Es lo mismo que sucede con El Irlandés, la película de Martin Scorsese que hoy mismo estará en Netflix. Y con muchas otras películas -notablemente muchas del circuito de festivales que son compradas para un lanzamiento directo a VOD- aunque su primer destino es el cine. Es decir: están realizadas con estructura, textura visual y guión de pantalla grande. Pero lo que está sucediendo es que, poco a poco, el cine abandona cualquier tipo de espectáculo que no sea fantástico o pueda "sumergir" al espectador con 3D, sonido envolvente e imágenes imposibles. Esas películas se estrenan en una cantidad imposible de pantallas (se nota mucho más en nuestro país, con menos de 1000 en todo el territorio) y, después de quince años de creciente "dieta" de tanques, el resultado es que ha desaparecido la audiencia para las películas que difieren de este modelo.

Eso explica por qué películas como Reporte... no "existen": una parte grande del público cinematográfico ha decantado a las plataformas y lo seguirá haciendo en la medida en que se vuelvan más asequibles.
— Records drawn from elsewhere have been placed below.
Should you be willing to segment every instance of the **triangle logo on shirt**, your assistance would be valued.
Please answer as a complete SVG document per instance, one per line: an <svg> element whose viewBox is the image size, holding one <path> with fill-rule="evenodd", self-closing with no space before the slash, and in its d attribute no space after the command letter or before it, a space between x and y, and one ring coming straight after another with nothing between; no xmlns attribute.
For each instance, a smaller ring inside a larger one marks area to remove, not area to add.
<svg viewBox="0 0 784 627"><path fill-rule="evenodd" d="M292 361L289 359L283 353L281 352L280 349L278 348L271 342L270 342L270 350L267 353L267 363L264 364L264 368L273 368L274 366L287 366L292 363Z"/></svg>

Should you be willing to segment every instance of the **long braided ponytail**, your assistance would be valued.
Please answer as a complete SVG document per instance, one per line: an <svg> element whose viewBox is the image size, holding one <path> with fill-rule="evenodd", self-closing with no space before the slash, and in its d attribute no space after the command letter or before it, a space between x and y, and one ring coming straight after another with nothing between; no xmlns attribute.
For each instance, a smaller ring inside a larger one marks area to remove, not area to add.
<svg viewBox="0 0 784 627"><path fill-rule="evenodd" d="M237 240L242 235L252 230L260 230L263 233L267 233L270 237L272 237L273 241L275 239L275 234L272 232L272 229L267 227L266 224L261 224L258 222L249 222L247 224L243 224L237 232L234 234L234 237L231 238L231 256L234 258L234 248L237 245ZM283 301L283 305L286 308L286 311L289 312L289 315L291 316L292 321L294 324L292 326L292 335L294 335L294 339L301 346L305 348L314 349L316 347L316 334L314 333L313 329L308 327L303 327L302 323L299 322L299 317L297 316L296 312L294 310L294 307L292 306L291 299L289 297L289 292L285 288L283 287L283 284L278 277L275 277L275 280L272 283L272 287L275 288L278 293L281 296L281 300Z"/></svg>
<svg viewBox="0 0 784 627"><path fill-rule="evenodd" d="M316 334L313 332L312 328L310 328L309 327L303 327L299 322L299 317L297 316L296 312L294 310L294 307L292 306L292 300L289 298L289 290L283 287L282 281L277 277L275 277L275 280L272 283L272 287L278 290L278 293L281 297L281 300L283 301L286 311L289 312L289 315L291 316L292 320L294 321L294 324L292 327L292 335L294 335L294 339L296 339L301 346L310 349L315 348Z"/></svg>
Y el público en salas será el que vea espectáculos cuyas "sensaciones" no puedan ser reproducidas en el hogar. En esto hay una gran responsabilidad de los exhibidores, cuyo negocio no son las entradas sino los snacks. En ese caso, requieren tanques porque apelan a los espectadores que más gastan en los "extras" (niños y adolescentes). El resultado es una baja global de audiencia.

2019 terminará con una baja histórica de espectadores en el mayor mercado mundial, los EE.UU., de aproximadamente el 5%, minimizada por Star Wars y Frozen II, tanques estratégicamente dispuestos para que los números no sean tan malos. En la Argentina no habrá baja porque, a pesar de la crisis, el precio de las entradas es más competitivo que el de cualquier otro entretenimiento. Pero la diferencia entre los tanques y cualquier otro cine es enorme. El futuro ya es de las plataformas. Continuará.